Abduction, trafficking, extortion, and cult immersion…just a subset of the many heavy themes crammed into the one hour and forty-five minute A Family Reunion, produced by Out-Side the Box Theatre and playing in the Atlas Performing Arts Center’s intimate Lab II space.
The play’s a behemoth, overburdened with a host of complicated topics and demanding plot points. A double-child abduction lies at the center of the story—the daughter Sarah (a wistful Dana Maas) led off to a Neo-Nazi Christian cult to be reborn as a seemingly-brainwashed “Hagar,” and the son Joey (Ben Harris) led off to a life of child prostitution and gay pornography. To say nothing of the third daughter, Annelise (Carolyn Burke), who’s grown up unremarkable as the non-abducted third wheel to her infamous family’s drama.
Writer and co-director Larry E. Blossom has stacked the deck in this overburdened play. The show opens with the allusion to a mass suicide (think Jim Jones and the Jonestown massacre), and heads forth from there into a complicated reuniting of the vapid “Hagar” and the turbulent Joey back into their well-bred American family. Adding to the drama is the interracial marriage between the patriarch, Christer (a kind but reserved Bill Wilburn), and his African-American wife Emily (a welcome high point in the show, compellingly portrayed by Yvonne Paretzky).
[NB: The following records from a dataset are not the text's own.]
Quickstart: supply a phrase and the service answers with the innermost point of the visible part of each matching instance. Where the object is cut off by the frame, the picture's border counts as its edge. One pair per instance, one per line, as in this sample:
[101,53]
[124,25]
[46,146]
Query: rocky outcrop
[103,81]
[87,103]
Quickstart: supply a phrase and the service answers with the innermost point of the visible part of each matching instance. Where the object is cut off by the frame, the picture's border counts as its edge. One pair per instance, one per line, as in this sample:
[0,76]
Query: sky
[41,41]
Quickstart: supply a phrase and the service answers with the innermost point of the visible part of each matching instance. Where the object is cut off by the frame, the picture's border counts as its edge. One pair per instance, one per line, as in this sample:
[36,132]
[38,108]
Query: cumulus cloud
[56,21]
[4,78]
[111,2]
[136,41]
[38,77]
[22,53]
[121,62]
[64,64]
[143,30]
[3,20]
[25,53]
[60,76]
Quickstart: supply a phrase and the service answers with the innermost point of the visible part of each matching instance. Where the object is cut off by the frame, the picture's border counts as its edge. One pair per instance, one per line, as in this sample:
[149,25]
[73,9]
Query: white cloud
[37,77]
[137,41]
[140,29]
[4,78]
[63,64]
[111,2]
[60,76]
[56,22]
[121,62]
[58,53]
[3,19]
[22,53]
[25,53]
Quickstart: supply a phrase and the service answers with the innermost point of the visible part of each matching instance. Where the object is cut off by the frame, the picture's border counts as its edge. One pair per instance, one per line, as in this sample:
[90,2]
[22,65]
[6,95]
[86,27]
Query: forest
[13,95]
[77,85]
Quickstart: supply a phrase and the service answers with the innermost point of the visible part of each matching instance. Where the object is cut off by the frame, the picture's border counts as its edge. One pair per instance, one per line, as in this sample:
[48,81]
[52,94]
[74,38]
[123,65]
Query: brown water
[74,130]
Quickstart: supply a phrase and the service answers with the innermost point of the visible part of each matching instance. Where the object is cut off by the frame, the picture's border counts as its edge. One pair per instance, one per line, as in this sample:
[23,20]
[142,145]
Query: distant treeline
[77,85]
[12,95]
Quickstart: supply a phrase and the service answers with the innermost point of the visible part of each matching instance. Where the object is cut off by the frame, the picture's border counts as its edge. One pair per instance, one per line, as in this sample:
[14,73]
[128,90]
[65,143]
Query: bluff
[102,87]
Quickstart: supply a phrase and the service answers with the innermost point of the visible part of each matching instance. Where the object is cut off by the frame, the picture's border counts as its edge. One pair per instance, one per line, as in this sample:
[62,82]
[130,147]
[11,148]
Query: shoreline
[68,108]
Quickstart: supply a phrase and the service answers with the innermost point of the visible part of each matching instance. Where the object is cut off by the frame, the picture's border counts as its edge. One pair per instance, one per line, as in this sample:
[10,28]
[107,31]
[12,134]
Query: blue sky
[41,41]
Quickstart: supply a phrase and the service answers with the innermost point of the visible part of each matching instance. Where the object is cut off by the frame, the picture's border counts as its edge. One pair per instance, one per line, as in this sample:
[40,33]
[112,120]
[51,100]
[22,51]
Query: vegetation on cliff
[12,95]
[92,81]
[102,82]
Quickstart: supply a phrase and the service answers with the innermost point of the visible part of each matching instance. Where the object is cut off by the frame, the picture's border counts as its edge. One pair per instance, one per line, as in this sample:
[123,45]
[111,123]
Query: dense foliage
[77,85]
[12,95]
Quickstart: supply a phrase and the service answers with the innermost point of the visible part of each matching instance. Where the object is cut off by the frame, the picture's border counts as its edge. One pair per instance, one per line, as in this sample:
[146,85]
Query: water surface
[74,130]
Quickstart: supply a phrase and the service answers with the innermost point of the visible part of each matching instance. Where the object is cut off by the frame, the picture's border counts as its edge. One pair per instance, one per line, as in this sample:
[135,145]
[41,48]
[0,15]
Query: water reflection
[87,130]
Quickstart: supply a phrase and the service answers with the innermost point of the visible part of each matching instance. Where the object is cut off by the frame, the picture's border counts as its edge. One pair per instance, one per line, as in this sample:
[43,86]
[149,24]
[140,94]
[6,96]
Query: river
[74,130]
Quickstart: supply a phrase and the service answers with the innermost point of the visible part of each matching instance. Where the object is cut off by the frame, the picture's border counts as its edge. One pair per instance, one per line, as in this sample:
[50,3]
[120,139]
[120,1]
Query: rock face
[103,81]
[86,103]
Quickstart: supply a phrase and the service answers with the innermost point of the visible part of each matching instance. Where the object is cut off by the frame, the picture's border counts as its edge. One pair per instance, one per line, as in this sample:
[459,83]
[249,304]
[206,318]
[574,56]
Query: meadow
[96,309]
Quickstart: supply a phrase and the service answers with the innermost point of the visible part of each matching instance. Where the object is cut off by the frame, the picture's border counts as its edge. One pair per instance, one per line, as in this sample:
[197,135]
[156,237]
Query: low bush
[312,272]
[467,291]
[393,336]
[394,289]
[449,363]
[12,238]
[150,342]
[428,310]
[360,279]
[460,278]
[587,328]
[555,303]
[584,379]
Joey, the most apparently racially-mixed of the children, bemoans the effects his darker pigment has had on his life, compared to his lighter-hued sisters.
A Family Reunion
by Larry E. Blossom
Directed by Larry E. Blossom and Patrick Joy
Details and tickets
An elaborate extortion plot, the latent racism in the indoctrinated “Hagar,” and the antics of the one-dimensionally constructed housekeeper Gabriella (Guisselle Ramirez-Lema), round out the headlines.
It has the makings of a docudrama and the taste of a soap opera. It feels torn between the comedic and the serious, but treads with too much hesitation to ever land with confidence in either camp. The staging, co-directed by Blossom and Patrick Joy, is unsure of itself as it heads deeper into this thicket of a story. There are well-crafted moments sprinkled throughout (the first encounter between “Hagar” and Annelise is touchingly done, as is a midnight reunion between Emily and Joey), though they’re too few and far between for the deep depths demanded by Blossom’s laden script. A confusing series of hallucinations experienced by Hagar, and a bumbled climactic fight scene add to the heap, resulting in an experience that feels like the early trappings of a work that may produce some later fruits.
It’s a production that hits its bullet points, without ever reaching its heart—the difference between a play that’s performed and a play experienced. There’s a tremendous degree of care, tenderness, honesty and compassion required to tell a story of so many dueling family traumas—suffered by children, no less—and A Family Reunion feels ill-equipped to get us there.